Quality care at the end of life is realised when strong networks exist between specialist palliative care providers, primary palliative care providers, support care providers and the community – working together to meet the needs of the person and family/whānau.
End of Life: is that period of time prior to death but the duration can never be precisely defined in advance (National Gold Standards Framework Centre 2011).
Recognising and identifying those people who are at risk of dying at some point in the year ahead enables the health and social systems to respond to the deteriorating person and their families/whānau/carers in a holistic and comprehensive way.
Although prognostication is inherently difficult, being better able to predict when people are reaching the end of life phase, whatever their diagnosis, makes it more likely that they receive well-coordinated, high quality care. This is more about the health care system meeting needs than giving defined timescales. The focus is on anticipating the needs of the person and families/whānau/carers so that the right care can be provided at the right time. This is more important than working out the exact time remaining and leads to better proactive care in alignment with preferences.

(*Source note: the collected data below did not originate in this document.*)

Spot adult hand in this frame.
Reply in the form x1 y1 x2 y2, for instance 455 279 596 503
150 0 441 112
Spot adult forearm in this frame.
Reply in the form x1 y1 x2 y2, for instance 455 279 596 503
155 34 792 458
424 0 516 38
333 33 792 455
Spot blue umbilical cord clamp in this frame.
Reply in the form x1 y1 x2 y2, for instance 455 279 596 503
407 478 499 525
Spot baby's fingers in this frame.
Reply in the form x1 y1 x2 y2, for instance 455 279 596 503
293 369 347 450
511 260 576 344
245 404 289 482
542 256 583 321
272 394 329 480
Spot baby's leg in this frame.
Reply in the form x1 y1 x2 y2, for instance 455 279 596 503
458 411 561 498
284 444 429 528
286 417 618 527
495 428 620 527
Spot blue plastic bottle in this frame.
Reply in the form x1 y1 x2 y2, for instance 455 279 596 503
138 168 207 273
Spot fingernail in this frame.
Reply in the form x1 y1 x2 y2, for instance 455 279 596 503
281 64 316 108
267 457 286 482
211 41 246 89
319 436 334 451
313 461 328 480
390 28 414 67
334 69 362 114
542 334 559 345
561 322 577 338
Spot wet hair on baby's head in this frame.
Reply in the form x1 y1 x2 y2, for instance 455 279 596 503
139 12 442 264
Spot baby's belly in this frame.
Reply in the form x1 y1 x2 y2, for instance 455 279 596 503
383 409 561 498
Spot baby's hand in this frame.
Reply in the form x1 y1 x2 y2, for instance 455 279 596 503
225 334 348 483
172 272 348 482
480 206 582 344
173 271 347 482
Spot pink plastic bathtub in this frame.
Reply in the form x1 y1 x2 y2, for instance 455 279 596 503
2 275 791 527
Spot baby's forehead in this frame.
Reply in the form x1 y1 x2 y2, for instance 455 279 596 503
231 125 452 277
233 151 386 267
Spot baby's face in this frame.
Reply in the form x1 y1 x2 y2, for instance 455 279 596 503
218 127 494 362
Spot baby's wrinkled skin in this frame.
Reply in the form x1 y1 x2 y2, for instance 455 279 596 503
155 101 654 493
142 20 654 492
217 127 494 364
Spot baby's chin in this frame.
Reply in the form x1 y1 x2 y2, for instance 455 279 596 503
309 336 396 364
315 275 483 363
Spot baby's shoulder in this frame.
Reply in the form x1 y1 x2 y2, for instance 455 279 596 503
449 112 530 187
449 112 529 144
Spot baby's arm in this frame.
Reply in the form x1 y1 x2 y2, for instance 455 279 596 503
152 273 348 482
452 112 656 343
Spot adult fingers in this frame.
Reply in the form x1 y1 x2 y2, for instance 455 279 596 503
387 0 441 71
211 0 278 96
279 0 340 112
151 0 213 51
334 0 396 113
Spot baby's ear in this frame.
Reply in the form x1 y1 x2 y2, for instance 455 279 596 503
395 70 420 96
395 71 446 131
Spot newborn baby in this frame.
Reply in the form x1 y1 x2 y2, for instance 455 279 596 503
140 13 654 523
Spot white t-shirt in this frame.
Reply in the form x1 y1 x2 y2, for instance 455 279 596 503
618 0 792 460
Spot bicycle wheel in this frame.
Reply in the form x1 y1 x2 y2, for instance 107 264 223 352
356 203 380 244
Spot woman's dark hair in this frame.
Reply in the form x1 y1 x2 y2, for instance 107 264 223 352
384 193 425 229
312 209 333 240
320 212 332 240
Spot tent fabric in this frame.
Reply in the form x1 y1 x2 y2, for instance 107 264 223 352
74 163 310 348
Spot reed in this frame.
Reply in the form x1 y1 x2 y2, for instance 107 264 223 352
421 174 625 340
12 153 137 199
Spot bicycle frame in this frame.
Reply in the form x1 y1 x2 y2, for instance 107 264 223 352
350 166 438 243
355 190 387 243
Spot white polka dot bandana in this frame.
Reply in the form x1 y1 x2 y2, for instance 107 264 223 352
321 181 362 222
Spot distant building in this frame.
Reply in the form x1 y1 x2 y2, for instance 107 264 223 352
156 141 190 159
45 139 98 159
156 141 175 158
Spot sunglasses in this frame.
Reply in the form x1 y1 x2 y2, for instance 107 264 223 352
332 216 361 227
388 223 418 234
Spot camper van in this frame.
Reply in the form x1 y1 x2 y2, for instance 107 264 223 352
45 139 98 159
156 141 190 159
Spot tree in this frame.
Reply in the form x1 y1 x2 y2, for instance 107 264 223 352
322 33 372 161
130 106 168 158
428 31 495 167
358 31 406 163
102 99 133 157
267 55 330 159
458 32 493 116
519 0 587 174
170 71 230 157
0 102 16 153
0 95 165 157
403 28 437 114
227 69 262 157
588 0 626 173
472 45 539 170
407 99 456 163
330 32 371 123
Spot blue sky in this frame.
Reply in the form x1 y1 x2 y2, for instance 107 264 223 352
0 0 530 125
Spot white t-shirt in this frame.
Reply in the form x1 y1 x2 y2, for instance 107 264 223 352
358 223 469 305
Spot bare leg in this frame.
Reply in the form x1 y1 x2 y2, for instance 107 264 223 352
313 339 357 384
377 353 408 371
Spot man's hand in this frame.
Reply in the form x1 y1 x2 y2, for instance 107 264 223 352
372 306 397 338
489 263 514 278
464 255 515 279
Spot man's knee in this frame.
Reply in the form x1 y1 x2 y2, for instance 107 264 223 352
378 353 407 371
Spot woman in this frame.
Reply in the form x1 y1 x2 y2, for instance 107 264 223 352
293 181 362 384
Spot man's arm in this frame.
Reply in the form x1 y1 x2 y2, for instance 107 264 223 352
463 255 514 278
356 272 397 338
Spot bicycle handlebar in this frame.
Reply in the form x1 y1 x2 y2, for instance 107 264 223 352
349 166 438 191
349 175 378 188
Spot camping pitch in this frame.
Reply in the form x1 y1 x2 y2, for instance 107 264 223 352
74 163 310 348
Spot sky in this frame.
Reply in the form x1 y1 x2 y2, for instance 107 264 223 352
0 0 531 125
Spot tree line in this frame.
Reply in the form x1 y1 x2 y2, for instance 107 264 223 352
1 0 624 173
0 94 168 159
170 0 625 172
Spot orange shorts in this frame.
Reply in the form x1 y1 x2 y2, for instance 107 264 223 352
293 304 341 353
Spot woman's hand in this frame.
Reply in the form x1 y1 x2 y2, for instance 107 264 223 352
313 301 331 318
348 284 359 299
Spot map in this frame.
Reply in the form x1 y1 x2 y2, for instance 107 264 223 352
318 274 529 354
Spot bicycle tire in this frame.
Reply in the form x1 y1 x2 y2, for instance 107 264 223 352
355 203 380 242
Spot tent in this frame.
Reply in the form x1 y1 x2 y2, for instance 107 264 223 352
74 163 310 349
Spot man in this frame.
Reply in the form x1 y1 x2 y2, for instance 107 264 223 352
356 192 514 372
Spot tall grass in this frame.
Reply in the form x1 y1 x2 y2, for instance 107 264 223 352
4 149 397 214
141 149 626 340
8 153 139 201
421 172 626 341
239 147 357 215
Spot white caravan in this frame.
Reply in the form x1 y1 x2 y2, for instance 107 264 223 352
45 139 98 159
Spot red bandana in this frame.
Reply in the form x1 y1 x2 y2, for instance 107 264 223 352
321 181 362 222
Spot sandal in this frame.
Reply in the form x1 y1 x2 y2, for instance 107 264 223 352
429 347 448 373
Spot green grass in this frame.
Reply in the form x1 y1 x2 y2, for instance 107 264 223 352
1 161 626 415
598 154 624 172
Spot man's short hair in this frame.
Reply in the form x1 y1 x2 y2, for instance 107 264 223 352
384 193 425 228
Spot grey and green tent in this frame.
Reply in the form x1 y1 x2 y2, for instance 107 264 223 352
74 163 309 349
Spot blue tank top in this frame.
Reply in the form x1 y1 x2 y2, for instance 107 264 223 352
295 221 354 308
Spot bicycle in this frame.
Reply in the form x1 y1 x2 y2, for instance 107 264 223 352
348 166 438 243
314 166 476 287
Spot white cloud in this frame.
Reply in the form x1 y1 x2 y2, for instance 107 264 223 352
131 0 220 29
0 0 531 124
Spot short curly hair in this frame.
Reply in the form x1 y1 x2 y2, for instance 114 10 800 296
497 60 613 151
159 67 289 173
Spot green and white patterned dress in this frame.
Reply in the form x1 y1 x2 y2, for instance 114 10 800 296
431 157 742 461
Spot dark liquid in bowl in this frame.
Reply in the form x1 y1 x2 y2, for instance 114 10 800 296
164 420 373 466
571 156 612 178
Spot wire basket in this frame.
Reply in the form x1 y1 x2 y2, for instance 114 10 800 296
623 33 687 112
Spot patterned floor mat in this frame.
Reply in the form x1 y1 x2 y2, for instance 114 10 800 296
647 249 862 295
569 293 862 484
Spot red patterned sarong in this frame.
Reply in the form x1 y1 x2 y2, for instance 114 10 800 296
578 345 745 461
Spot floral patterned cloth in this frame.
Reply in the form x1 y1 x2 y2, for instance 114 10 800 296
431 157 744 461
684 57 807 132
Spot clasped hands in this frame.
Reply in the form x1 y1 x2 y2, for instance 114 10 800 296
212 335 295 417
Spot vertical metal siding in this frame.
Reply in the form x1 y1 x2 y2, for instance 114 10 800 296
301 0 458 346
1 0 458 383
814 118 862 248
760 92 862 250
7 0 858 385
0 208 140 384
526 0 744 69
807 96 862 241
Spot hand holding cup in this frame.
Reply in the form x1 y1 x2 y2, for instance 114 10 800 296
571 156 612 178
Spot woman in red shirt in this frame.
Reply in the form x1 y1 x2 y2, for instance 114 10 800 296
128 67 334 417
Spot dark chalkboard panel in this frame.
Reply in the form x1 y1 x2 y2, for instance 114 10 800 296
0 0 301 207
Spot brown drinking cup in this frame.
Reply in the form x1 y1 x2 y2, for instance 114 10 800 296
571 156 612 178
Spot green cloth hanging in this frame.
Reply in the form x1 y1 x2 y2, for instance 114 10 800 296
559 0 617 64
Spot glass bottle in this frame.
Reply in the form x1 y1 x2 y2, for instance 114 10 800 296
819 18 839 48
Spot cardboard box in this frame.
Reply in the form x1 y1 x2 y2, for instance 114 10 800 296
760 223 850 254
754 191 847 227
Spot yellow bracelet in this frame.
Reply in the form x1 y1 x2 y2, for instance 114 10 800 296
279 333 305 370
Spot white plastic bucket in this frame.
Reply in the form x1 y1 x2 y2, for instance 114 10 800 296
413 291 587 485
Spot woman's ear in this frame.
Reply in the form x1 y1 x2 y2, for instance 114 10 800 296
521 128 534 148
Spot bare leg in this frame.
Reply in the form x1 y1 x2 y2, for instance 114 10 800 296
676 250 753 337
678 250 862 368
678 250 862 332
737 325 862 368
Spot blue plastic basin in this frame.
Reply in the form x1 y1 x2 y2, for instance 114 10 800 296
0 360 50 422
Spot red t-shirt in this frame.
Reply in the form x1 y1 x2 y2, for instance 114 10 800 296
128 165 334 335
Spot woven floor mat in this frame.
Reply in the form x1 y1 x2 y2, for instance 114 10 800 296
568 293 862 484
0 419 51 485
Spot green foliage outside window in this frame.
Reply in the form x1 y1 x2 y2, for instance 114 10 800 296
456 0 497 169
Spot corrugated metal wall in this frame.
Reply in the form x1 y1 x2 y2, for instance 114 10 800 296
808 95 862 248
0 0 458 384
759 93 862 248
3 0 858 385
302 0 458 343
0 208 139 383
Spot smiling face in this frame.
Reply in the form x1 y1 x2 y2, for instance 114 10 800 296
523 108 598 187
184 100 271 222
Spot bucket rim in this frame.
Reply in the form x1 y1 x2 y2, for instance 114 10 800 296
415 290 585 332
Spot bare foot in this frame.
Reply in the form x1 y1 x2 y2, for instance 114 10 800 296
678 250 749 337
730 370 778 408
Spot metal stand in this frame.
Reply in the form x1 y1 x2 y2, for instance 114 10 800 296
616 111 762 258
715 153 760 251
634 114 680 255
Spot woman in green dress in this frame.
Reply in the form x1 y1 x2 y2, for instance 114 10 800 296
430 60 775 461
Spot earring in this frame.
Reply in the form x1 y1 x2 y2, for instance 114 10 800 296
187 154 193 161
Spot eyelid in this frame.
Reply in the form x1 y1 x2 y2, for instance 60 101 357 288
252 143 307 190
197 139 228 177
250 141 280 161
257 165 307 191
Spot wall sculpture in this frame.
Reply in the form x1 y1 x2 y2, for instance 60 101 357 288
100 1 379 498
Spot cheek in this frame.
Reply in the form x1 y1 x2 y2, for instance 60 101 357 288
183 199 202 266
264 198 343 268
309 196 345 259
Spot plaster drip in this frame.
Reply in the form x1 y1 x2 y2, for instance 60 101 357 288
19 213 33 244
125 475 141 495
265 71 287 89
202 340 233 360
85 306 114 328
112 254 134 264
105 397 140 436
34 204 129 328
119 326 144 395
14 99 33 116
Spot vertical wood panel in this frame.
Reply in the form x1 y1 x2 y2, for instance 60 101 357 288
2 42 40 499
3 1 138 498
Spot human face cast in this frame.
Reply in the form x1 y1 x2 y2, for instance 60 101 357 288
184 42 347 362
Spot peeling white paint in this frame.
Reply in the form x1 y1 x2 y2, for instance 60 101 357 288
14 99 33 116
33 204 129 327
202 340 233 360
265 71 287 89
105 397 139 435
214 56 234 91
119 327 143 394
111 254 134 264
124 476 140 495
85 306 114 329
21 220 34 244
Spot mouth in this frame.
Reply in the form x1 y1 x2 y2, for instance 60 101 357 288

The end of life period is triggered by a transition in the place of care, levels of care and/or goals of care. The major transition to the end of life period is in changing the focus on the person from curative and restorative care, which aims to extend the quantity of life, to palliative care which aims to improve the quality of life.
Figure 1: End of life and last days of life
Last Days of Life: is the period when a person is dying. It is the period of time when death is imminent and may be measured in hours or days (Palliative Care Council 2015).
ALLOW NATURAL DEATH (AND): is an instruction written for other healthcare providers that allows a natural course of events to occur in an acute care setting (Paediatric Palliative Care Coalition 2015). The term Allow Natural Death may be used as an alternative to Do Not Attempt Cardio-Pulmonary Resuscitation (DNACPR), or Do Not Resuscitate (DNR).
It is an active, positive position embodying the hope that dying will occur peacefully and naturally as possible, surrounded by loved ones. Allow Natural Death codifies the spirit of ongoing communication between the person and legal decision-maker(s) and the health care team. Its completion should not be viewed as an end in itself, but rather as a tool to document preferences while facilitating further advanced care planning (Paediatric Palliative Care Coalition 2015).
A decision to allow natural death does not indicate a withdrawal of care, although it may include withholding or discontinuing resuscitation, artificial feedings, fluids, and other measures that would prolong a natural death. In addition to agreed interventions, the person will continue to receive:
- prompt assessment and management of pain and other distressing symptoms
- other comfort measures including emotional, cultural and spiritual support
- privacy and respect for the dignity and humanity of the person and their family/whānau
- management of hydration and nutrition needs as appropriate
- oral and body hygiene.
Reference
Ministry of Health. 2015. New Zealand Palliative Care Glossary. Wellington: Ministry of Health.